Tuesday, May 07, 2013

Acts 1:11 and Hyper-Preterism

For those of you who follow a liturgical calender, you're probably aware that May 9 is Ascension Day.  So, why not spoil such a blessed commemoration and post something on hyper-preterism?

This morning while surfing around the Internet I came upon something quite distressing: there actually is a hyper-preterist church within driving distance from my house. I don't know how large of a congregation it is, but they actually do have a nice (and historic) church building. My guess is the congregation is small. I know most everyone who first hears about the movement thinks that it's so wacky, no one should even bother taking it seriously. On the other hand, it would not surprise me if the movement gained momentum if a few charismatic leaders with excellent communication skills arise within the movement.  Time will tell.

In regard to the ascension of Christ, Acts 1:9-11 states,
9 And after He had said these things, He was lifted up while they were looking on, and a cloud received Him out of their sight. 10 And as they were gazing intently into the sky while He was going, behold, two men in white clothing stood beside them. 11 They also said, “Men of Galilee, why do you stand looking into the sky? This Jesus, who has been taken up from you into heaven, will come in just the same way as you have watched Him go into heaven.”
If you're thinking what I'm thinking, you're wondering how a hyper-preterist get's around this one.  Recall, for an advocate of hyper-preterism, Jesus came back in A.D. 70, and as far as I understand their theology, he came back in a spiritual sense in judgment against the nation of Israel.

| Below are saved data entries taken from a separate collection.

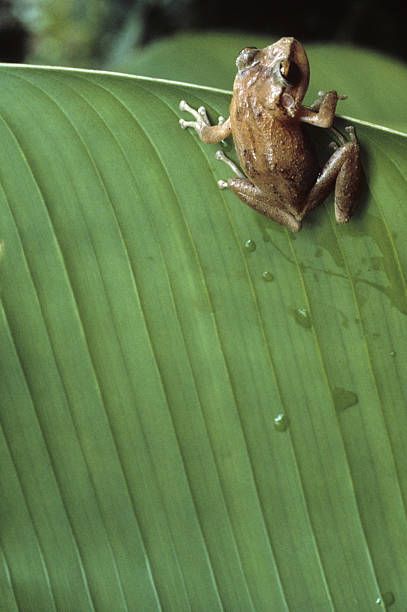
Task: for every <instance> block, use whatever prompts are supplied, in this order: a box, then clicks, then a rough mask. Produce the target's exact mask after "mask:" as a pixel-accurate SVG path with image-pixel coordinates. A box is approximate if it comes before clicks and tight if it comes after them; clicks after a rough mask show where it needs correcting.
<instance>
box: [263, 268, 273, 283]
mask: <svg viewBox="0 0 407 612" xmlns="http://www.w3.org/2000/svg"><path fill="white" fill-rule="evenodd" d="M261 276H262V278H263V280H265V281H267V282H270V281H272V280H273V278H274V276H273V275H272V273H271V272H269V271H268V270H265V271H264V272H263V274H262V275H261Z"/></svg>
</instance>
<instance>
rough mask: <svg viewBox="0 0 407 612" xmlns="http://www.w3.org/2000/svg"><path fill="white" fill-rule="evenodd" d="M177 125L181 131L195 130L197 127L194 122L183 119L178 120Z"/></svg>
mask: <svg viewBox="0 0 407 612" xmlns="http://www.w3.org/2000/svg"><path fill="white" fill-rule="evenodd" d="M179 124H180V126H181V127H182V129H183V130H185V129H186V128H187V127H193V128H196V127H197V125H198V124H197V122H196V121H185V119H180V120H179Z"/></svg>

Acts 1:11 though seems to really say that the literal Jesus will literally return in the same way he ascended.

Rather than reinvent the wheel, I'll link over to Keith Mathison's pdf article on this very issue. One striking feature of Mathison's article is he points out that in order to understand hyper-preterism as a whole on Acts 1:9-11, one must see that as a whole the movement is quite confusing in regard to interpreting Acts 1:9-11. Mathison did the time-consuming job of documenting quite a number of differing hyper-preterist interpretations of this passage. I came across yet another one today that appears to be arguing Acts 1:9-11 is in regard to Jesus coming back and rapturing the church before coming back in judgment in A.D. 70.  If you want to see how far some will go to avoid the obvious of Acts 1:9-11, take a look at Mathison's paper.


Rhology said...

Are Hyper-Prets typically credobap or pædobap?


Rhology said...

Or do they baptise at all?

James Swan said...

Rho, it depends on which one you read. Some say the Lord's Supper and baptism are no longer needed, others still practice the sacraments.

Certainly the more difficult of the 2 sacraments is the Lord's Supper:

1 Cor 11:26 For as often as ye eat this bread, and drink this cup, ye do shew the Lord's death till he come.